The bluebird skies and warm sunshine of early June made it hard to imagine the four feet of ice that locked up the river only a few weeks prior. I had to go see a man about a horse, so while I was doing my business, Rob slid a 15-gallon steel drum of gas next to the boat fuel tank and spun off the cap, carefully bleeding the pressure as he opened it. “This gas looks like it’s boiling,” he said, noting that fuel inside the drum was bubbling. It was hot from the sunshine, but not unusually hot, we thought.

He took the clear rubber Super Siphon hose, and as soon as he touched the copper end of the siphon to the gasoline all hell broke loose. I was back on the bow of the boat at this point and saw the gasoline erupt in a geyser. It sprayed nearly 20 feet into the air and didn’t stop. Rob instinctively put his hands over the bung hole of the drum, and it continued to spray for nearly 20 seconds, completely soaking Rob and the entire back of the boat.

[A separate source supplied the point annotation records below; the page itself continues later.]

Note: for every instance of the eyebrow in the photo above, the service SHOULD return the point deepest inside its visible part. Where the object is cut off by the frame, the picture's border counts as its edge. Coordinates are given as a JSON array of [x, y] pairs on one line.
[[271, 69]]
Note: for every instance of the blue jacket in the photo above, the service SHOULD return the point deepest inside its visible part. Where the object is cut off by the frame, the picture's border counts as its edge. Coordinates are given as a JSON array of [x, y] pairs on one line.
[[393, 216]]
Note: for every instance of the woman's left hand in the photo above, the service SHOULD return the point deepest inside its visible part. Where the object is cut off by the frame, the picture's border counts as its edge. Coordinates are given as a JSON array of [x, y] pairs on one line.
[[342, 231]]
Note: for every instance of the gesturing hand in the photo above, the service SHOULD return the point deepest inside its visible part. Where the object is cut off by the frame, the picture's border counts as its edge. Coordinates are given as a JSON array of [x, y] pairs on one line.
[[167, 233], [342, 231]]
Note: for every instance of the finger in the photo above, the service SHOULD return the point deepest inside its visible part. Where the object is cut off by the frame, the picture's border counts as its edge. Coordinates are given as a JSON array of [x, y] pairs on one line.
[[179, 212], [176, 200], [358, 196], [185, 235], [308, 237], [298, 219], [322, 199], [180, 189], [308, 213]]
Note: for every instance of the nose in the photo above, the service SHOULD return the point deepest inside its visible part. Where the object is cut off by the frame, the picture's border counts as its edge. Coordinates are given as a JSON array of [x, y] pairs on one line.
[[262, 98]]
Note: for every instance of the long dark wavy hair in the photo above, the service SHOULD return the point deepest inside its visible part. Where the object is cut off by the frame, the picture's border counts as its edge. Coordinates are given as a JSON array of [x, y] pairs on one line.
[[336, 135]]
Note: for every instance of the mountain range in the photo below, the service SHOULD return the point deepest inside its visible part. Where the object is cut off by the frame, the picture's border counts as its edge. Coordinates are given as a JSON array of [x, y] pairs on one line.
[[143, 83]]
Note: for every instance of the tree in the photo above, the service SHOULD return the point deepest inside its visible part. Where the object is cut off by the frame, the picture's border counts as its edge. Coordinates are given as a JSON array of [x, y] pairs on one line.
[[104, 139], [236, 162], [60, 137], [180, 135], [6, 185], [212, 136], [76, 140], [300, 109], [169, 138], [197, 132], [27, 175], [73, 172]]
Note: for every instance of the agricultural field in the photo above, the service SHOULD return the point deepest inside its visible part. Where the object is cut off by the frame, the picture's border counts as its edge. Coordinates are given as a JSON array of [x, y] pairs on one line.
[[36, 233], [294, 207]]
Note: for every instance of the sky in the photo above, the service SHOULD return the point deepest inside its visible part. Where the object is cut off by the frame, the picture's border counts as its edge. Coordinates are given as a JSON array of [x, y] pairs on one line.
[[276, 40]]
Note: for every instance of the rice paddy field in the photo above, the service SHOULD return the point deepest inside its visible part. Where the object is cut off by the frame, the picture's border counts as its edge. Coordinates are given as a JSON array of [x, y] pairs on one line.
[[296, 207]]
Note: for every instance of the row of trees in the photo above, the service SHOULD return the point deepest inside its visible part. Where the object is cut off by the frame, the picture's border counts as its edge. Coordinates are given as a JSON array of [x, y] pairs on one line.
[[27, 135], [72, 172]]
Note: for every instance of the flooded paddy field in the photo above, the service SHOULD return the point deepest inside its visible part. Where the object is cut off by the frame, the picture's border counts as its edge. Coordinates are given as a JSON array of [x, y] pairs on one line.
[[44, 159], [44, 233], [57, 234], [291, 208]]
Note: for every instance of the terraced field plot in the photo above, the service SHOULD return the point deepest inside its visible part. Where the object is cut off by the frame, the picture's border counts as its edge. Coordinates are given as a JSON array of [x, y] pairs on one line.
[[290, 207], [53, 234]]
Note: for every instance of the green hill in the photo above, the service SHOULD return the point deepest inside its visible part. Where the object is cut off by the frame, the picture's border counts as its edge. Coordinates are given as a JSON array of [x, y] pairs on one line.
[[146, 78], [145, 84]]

Had there been a single spark, we would have both been blown to smithereens instantly. Fortunately, there wasn’t, and we weren’t. With some research, we later found out that it was a phenomenon called a Boiling Liquid Expanding Vapor Explosion. Despite bleeding pressure from the drum, the gasoline was above its boiling point, and the critical factors needed to produce that rare phenomenon lined up perfectly—or, in our case, imperfectly.

When the gas finally stopped spraying, Rob had to dump fuel out of his rubber boots, and approximately three gallons of gasoline had vaporized and blown out of the 15-gallon drum. Some would say that we were lucky to come out unscathed after our encounter with the bears, but now there was no doubt. We were lucky to survive that trip at all.